Friday, April 4, 2008

my daily "pain"


i thought bread or pain (i.e. pain is the french word for bread) was pretty integrated into my life. i adore what sf bay area folks like to call artisan breads. these breads are baked by local bakeries (i.e., acme, grace, semifreddi’s, local bakers at the farmer’s markets, etc.) using all natural ingredients with crusty chewy outsides and soft spongy insides and absolutely …no sign of fructose corn syrup in these breads.

after a few months of trying many different locally baked breads, my absolute favorite bread is acme’s upstairs bread. such an odd name, no? the rumor is that the upstairs bread is named after the chez panisse upstairs cafĂ©. i have no idea if they still serve this bread there. it has been years since i’ve been upstairs at chez panisse. i don’t really care what it is called or where it served, i just care about where i need to go in order to buy it (i.e., elephant pharm or berkeley bowl are my two regular options…i don’t really feel like schlepping all of the way to their bakery on san pablo or the sf ferry building).


as the upstairs bread is my favorite…. there is always some in my house. all of the time. i love the heartiness and chewiness of it. i eat it about once a day. i thought bread was a pretty integral part of my lifestyle.

yet, it took the extended stay in paris for me to realize that it really wasn’t….bread isn’t integrated into my life as tightly as it is with the lives of parisians i saw on the street or the parisian homes i visited. as i mentioned in one of my older posts, there seems to be a boulangerie on every third corner. also, i lost count the number of times i saw someone walking around with a baguette, munching on a bread heel and going about their business….and this was at all times of the day.

then as i ate in parisian homes and in bistros with parisian families, i started noticing how bread is served and eaten at every meal. there are also small bread eating rituals that differ from what i am used to.

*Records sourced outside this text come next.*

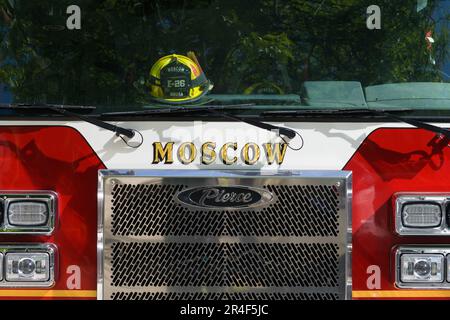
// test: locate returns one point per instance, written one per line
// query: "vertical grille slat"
(156, 247)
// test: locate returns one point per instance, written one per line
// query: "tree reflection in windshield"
(245, 47)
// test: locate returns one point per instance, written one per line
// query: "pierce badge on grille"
(220, 197)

for example, bread is sometimes used as a utensil to nudge the other foods onto a fork…much like a knife may be used. i also noticed that parisians use tabletops as a bread plate. for example, in the states, i am so used to having bread plates in restaurants. there were no bread plates in bistros i went to. instead of resting the bread on the larger food plate with the rest of the food …parisians would temporary place their bread on table next to it. this is something i noticed in restaurants and in homes.

when i am traveling in another country, there are definitely moments where i feel very american. often times, these are small, quiet, and introspective moments. i try to be respectful of another country and their preferred manners…which typically means working hard at changing my own established manners. i prefer to closely observe and mimic host behaviors …particularly around food and eating. obviously, one can feel very american surrounded by people speaking french...yet, for some reason, the moments that make me pause and think "you really are quite american" are more subtle.